One day after nightfall, Milo finally managed to wade across the Rio Grande, splashing exhaustedly against the flow of surreptitious human traffic.

Heeeyy! Gringo, un cierto buen consejo!" someone had hissed at him, midstream. "You’re going the wrong way, man!”

After Milo finally hoisted himself onto Mexico's northern lip, he spent the rest of the night shivering beside a small, smoky reluctant fire. It had seemed to take hours to organize and build it. He'd barely managed to strip off and wring his clothes out before the sun came up.

He continued south by the back roads, hitching dusty rides on ancient flatbed trucks. Milo didn’t like the border towns, or Mexico City. Or maybe it was his imaginary friends that didn't. He was so tired, it was getting hard to tell his thoughts and their little comments apart. He tried not to consider whether his thoughts and their utterances were all the same thing anyway, if they were products of his apparently disintegrating mind.

He kept on the move as best he could, sleeping on the ground or in odd culverts to keep the morning dew off him. Finally, growing fear of snakes and other life forms with stingers forced him to become slightly more discriminating about his accommodations.

Oaxaca is beautiful any time of year; the part Milo found most beautiful was that in the midst of it all, there were so many places to hide.
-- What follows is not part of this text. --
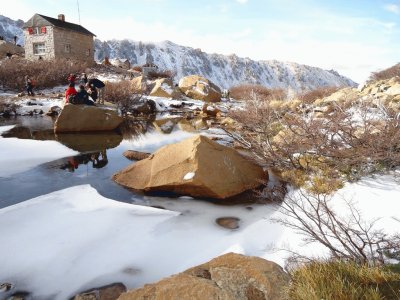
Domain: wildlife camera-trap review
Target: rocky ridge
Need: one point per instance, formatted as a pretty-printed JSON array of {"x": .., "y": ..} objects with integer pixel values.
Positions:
[{"x": 224, "y": 71}]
There are also mescal and salvia divinora, among other things. And understandably, considering the availability of these drugs, there were also bizarre, multi-coloured wooden carvings and papier-mache figures and masks of fantastic beings -- alebrijes -- part human, part animal.

He appreciated the handiwork, and even laid down a few pesos to buy a couple, unable to fend away the entreaties of artisans in the market. But he didn’t really like them; alebrijes were too much like what Milo saw every time he closed his eyes without chugging a stiff drink first.